Happy FA Cup Saturday.
Can you smell the magic in the air? Oh right.
Today’s final from Wembley Stadium (12:15 p.m, FOX) pits Manchester City vs. Wigan Athletic. Our pal Gus Johnson will be behind the mic.
Whatever “magic” the people inside the English FA running the Cup try to conjure is probably lost on American viewers. For Manchester City, last year’s Premier League champs, winning it would represent a consolation prize to a very meh season. Wigan, on the other hand, could win the FA Cup and still get relegated from the Premier League in the span of a eight days.
Smells like the recipe for magic right there! (Or expired meat pies.)
One of the storylines coming in was the David vs. Goliath aspect, since Wigan spends about $53 million on player wages compared to $313 million by City.
That’s been overshadowed since stories leaked out of England Friday that Manchester City is about to replace manager Roberto Mancini with Manuel Pellegrini, currently in charge of Malaga in Spain.
Meanwhile Wigan is 18th in the Premier League table, three points from safety with two games to play. The Latics’ draw to the final has been very manageable, only having run across one other fellow Premier League club on their way to Wembley.
In typical Wigan fashion, it’s semifinal win over Millwall last month — the high point in the club’s history — was overshadowed by pathetic Millwall fans fighting among themselves.
As nice as it would be for Wigan, which never gets any respect in England despite finding a way to hang around (like George Costanza in the basement of PlayNow Sports) in the Premier League going on seven seasons, winning the FA Cup would be secondary to staying up for another season in the top flight. Claiming the FA Cup might mean some kind of “magic,” but that doesn’t translate into the millions and millions dollars the Premier League’s TV contract is worth.
It means Wigan manager Roberto Martinez, a club icon as both a player and manager, must juggle the club’s highest-profile’s game on Saturday with a do-or-die match on Tuesday at the Emirates vs. Arsenal. It speaks to the diminished standing of the FA Cup if Martinez starts a second-choice or weakened lineup in order to save his top players for the Arsenal game.

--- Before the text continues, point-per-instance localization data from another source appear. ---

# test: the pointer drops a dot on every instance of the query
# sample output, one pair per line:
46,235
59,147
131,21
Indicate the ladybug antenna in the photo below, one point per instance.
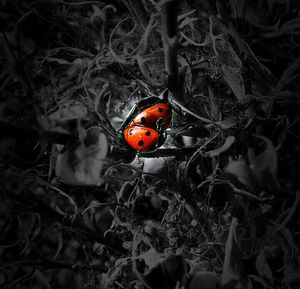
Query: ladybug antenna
164,95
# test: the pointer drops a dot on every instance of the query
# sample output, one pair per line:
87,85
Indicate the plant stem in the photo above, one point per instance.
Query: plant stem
169,11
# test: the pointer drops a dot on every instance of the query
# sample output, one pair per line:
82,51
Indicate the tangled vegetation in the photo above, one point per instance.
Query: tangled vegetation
79,209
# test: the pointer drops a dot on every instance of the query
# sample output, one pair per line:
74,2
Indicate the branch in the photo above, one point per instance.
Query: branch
9,130
141,18
169,11
33,203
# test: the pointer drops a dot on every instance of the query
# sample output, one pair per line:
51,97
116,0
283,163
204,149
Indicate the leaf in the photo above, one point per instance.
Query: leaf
41,278
288,75
188,73
233,275
207,280
241,170
187,21
236,83
82,163
266,161
69,110
262,266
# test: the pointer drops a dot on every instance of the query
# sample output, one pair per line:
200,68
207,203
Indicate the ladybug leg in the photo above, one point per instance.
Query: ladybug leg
125,123
159,125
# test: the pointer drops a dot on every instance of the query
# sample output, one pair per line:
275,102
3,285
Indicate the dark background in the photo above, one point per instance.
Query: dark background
79,208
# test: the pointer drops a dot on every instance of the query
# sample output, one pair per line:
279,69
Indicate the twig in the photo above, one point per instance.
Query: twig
18,131
141,18
33,203
169,11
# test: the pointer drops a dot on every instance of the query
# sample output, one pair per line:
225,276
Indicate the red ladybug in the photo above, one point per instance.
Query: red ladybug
153,114
141,138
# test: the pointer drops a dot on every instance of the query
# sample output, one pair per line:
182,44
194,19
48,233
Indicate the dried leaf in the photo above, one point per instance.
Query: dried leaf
227,144
241,170
41,278
262,266
82,164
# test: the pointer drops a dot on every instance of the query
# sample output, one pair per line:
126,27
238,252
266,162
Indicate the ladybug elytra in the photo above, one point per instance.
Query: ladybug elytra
141,138
145,126
151,115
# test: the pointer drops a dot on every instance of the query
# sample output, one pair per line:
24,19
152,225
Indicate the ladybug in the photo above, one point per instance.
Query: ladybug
144,128
141,138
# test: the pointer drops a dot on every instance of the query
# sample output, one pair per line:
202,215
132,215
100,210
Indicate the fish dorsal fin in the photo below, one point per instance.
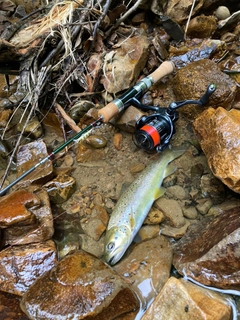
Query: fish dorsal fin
159,192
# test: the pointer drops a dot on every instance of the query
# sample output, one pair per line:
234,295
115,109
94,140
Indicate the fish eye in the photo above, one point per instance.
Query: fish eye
110,246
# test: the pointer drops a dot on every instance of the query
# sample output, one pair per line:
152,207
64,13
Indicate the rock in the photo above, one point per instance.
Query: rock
176,192
172,211
196,50
191,82
190,212
32,129
212,188
27,157
87,154
96,141
127,120
61,188
40,229
80,287
117,141
204,205
148,231
218,133
154,216
227,24
10,307
92,246
21,265
79,109
133,54
201,27
4,117
209,251
180,299
222,13
178,10
15,208
172,232
93,227
147,268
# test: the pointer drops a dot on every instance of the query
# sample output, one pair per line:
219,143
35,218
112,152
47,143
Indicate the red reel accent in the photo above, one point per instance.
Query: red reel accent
153,133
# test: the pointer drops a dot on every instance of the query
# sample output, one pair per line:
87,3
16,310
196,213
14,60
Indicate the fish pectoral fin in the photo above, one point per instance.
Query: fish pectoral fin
159,192
169,170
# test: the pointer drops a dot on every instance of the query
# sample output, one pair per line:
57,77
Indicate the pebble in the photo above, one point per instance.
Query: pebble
155,216
176,192
172,211
175,233
190,212
204,205
222,13
117,141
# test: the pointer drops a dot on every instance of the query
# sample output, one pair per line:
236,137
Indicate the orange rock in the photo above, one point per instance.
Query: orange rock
219,136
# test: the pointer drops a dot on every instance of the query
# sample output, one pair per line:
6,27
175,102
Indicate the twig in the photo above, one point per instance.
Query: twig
189,17
97,24
126,14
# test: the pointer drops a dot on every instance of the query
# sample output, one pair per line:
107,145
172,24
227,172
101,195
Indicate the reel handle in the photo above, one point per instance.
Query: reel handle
114,107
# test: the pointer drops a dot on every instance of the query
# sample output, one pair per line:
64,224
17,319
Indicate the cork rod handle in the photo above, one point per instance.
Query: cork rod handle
111,109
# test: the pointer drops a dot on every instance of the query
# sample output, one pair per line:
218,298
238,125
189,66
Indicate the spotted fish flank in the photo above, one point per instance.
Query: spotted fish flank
135,203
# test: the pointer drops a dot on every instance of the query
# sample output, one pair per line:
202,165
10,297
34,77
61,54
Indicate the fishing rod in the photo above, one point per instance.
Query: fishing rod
105,114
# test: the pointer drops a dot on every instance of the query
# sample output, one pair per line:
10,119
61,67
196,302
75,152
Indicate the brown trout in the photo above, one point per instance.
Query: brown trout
135,203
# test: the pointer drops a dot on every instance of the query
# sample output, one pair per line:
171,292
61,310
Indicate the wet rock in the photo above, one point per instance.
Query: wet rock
173,232
79,109
212,188
15,208
38,229
172,211
179,10
4,117
154,216
96,141
209,251
70,290
133,54
201,27
87,154
148,231
21,265
117,141
128,119
27,157
92,246
32,129
204,205
190,212
218,133
176,192
227,24
196,51
191,82
10,307
147,268
94,228
61,188
222,13
188,301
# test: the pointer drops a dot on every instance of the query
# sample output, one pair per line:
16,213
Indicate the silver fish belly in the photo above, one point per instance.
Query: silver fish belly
135,203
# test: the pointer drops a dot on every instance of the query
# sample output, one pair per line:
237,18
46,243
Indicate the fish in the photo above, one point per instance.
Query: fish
135,203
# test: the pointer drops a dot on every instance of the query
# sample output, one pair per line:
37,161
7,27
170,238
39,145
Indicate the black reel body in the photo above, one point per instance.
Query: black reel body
155,131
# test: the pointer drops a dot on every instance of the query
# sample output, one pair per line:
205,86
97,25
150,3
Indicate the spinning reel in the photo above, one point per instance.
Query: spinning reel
155,131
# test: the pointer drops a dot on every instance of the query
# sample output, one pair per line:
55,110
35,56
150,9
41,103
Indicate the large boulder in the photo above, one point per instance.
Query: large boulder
219,136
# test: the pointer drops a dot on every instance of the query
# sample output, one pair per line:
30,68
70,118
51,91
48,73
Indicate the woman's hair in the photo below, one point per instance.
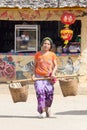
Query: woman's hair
49,39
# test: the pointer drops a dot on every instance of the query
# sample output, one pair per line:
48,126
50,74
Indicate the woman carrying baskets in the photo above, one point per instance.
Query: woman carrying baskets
45,66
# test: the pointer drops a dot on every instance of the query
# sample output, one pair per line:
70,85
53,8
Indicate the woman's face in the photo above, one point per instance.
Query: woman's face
46,45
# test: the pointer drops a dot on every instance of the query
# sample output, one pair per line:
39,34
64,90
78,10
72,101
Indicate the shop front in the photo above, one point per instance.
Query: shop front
21,33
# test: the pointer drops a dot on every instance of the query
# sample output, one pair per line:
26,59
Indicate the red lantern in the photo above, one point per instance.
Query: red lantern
66,35
68,18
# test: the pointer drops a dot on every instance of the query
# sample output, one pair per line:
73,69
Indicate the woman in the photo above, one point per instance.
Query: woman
45,66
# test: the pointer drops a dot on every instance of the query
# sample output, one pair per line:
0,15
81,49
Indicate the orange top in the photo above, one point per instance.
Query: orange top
44,63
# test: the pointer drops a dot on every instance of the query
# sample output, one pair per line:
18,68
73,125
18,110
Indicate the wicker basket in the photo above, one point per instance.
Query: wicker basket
69,87
19,94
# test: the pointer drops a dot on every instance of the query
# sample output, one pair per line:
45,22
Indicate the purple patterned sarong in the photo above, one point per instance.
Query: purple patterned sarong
44,92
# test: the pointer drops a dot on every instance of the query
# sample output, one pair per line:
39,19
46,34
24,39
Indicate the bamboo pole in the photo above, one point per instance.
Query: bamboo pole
43,78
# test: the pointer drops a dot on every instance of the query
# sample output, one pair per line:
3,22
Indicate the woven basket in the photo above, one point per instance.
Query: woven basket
69,87
19,94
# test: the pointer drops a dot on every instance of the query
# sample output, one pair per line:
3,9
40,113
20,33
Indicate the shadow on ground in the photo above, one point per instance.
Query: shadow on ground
73,112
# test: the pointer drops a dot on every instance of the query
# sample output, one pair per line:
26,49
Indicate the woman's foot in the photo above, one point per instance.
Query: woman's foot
42,115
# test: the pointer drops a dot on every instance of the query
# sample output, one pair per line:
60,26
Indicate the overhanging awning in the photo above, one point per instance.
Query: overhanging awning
35,4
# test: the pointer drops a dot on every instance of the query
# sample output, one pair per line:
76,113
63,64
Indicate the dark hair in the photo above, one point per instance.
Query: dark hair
49,39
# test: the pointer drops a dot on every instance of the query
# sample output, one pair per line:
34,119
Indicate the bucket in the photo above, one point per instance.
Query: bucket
19,94
69,87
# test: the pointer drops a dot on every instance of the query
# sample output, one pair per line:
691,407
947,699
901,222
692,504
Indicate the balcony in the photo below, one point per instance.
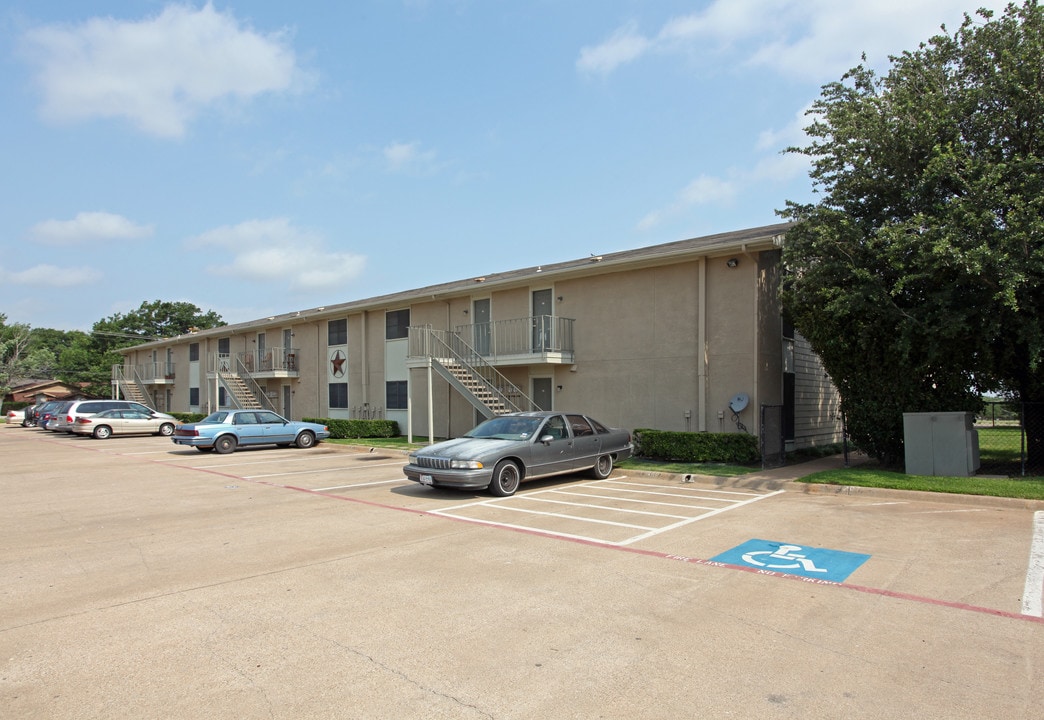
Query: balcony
156,373
271,362
541,339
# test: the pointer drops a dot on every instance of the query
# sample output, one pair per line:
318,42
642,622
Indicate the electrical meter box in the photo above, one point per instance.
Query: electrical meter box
943,444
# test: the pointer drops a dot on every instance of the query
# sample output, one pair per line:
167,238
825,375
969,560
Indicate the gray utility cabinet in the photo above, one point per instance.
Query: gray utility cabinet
944,444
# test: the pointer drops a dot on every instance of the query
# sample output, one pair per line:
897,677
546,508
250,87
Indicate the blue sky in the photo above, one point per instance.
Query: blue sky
259,158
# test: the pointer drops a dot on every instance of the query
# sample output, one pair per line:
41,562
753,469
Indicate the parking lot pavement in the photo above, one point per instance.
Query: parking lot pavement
139,580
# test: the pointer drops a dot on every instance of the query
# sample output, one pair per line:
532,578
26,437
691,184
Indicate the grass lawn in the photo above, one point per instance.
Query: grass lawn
869,476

The grim reality is placing 17th in the 20-team Premier League trumps the glory and magic of hoisting the world’s oldest knockout soccer trophy.
For Manchester City it’s been a season where Mancini’s signings, aside from Matija Nastasić, have underwhelmed. Vincent Kompany, David Silva and keeper Joe Hart, have regressed from last year’s title-winning form. Only Sergio Agüero has lived up to his billing up top, scoring 16 goals across all competitions, as the rest of City’s forwards have underwhelmed.
A second-place finish in the Premier League and placing last in their Champions League group are not the plans Sheikh Mansour had for his English soccer plaything this season and why Mancini will likely get the ax.
Figure City still gets its consolation prize with relative ease. Sorry Wigan.